Linux regular expression-POSIX character class
POSIX standardizes the meanings of Regular Expression characters and operators. This standard defines two types of Regular Expressions: Basic Regular Expressions (BRE), grep and sed use this regular expression; extended regular expressions, egrep and awk use this regular expression.
To adapt to non-English environments, the POSIX standard enhances the function of matching character classes that are not in the English alphabet. For example, French is a letter character, but the typical character class [a-z] does not match it. This standard provides an additional letter sequence, which should be viewed as a single unit when matching and sorting string data.
POSIX also changes the frequently used terminology. What we call "character classes" is known as "Bracket expressions" in POSIX standards ". In a bracket expression, except for characters (such as ,! And so on. As follows:
? Character class. A posix character class consisting of [: And:] keywords. Keywords describe different character classes, such as text characters and control characters.
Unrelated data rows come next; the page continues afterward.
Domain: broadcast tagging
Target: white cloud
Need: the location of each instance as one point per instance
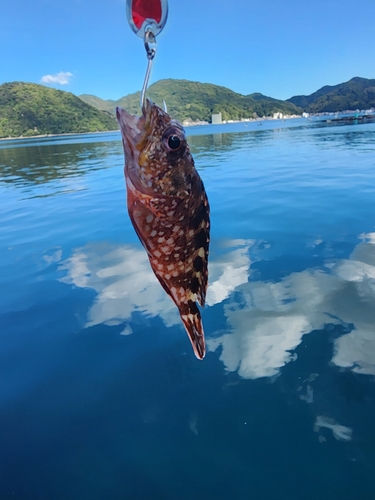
(340, 432)
(122, 277)
(62, 78)
(265, 321)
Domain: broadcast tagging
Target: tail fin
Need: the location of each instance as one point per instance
(191, 318)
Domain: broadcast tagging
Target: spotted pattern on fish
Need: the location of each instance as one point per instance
(169, 209)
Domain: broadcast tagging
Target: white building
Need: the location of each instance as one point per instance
(216, 118)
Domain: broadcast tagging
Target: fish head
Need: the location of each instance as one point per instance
(155, 148)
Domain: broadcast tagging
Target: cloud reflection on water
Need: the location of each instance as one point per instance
(265, 320)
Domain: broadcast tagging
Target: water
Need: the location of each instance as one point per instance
(101, 396)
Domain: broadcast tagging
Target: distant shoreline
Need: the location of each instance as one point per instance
(40, 136)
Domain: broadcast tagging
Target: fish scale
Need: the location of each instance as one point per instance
(169, 209)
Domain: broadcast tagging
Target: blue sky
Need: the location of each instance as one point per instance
(280, 48)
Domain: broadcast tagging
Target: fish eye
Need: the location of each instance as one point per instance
(174, 141)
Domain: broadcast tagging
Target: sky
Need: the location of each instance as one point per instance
(279, 48)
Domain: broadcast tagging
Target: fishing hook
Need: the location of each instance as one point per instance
(150, 46)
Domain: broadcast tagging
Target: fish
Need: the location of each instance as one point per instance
(169, 209)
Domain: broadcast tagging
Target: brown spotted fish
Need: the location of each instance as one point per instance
(169, 210)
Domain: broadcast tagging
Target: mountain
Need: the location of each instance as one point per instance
(197, 101)
(357, 93)
(29, 109)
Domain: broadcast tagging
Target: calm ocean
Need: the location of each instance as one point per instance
(101, 396)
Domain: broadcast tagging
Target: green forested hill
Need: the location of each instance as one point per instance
(29, 109)
(186, 99)
(357, 93)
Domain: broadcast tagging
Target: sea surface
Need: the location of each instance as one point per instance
(101, 396)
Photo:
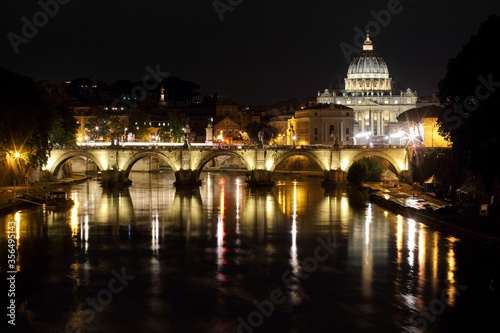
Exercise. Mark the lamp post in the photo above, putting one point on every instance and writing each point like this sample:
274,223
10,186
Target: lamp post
17,156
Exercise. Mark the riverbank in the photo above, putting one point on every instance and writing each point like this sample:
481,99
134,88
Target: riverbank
9,204
411,204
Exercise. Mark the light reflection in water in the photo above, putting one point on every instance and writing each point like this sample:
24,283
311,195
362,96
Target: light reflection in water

? Sort and conform. The collation conforms to a multi-Character Sequence. It indicates that these characters should be considered as a unit, which is composed of characters enclosed by [, and.
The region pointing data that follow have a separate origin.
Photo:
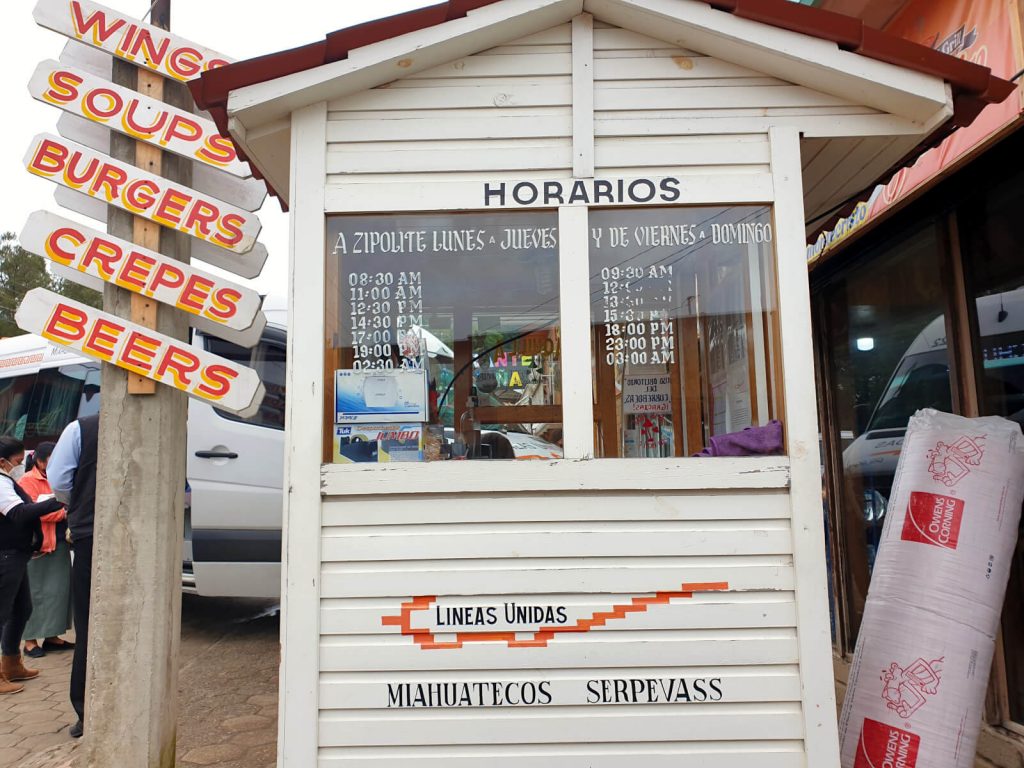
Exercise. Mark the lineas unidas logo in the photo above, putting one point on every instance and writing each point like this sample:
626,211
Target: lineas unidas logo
884,745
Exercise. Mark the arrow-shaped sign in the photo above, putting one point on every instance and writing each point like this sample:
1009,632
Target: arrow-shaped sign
141,194
140,350
245,265
229,310
131,113
127,38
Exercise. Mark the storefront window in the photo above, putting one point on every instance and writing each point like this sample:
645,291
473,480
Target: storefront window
683,317
445,342
994,276
886,347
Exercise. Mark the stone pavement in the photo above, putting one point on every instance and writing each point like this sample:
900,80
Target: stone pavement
227,687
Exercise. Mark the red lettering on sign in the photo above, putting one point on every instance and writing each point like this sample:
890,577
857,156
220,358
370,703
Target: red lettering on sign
196,292
103,252
96,24
217,381
200,217
170,208
139,195
102,338
102,103
64,87
112,177
167,275
184,62
218,150
136,269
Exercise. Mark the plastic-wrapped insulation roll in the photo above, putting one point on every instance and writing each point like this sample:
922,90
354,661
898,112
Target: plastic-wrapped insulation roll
916,688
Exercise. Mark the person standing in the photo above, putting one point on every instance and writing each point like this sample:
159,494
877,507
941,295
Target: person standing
19,536
72,472
49,571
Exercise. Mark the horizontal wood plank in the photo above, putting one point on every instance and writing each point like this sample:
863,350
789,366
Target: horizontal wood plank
635,649
704,610
340,161
603,474
770,755
667,97
377,691
639,576
499,95
531,507
415,127
443,543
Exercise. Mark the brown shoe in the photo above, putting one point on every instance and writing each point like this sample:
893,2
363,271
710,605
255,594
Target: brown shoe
12,669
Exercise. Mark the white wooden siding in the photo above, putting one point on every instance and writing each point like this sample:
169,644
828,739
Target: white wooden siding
588,552
505,113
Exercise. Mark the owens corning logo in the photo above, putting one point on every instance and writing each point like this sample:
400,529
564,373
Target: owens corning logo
933,519
884,745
? Equivalence Class. Equivalence classes list character sets that should be considered as equivalent, such as e and e. It is composed of regionalized character elements (surrounded by [= and =.
All the three results must appear in square brackets of the brackets expression. For example, [[: alpha:]!] Match any single letter or exclamation point. [[. ch.] matches the arrangement element ch, but not only the letter c or letter h. In French, [[= e =] can match any e, e, or é. The following table lists the classes and their matching characters.
Brackets |
Description |
[: Alnum:] |
Alphanumeric characters |
[: Alpha:] |
Letter |
[: Cntrl:] |
Control characters |
[: Digit:] |
Numeric characters |
[: Graph:] |
Non-blank characters (non-spaces, control characters, etc) |
[: Lower:] |
Lowercase letters |
[: Print:] |
Similar to [: graph:], but contains space characters |
[: Punct:] |
Punctuation |
[: Space:] |
All blank characters (line breaks, spaces, and tabs) |
[: Upper:] |
Uppercase letters |
[: Xdigit:] |
Hexadecimal numbers allowed (0-9a-fA-F) |
When the vendor fully implements POSIX standards, these features gradually approach sed and awk's commercial version. GNU awk and GNU sed support character class symbols, but do not support the other two parentheses. You can check local system documents to see if they are available.
Because these features cannot be widely used, scripts on this site do not rely on them, and we will continue to use the term "character class" to represent the two-dimensional table in square brackets.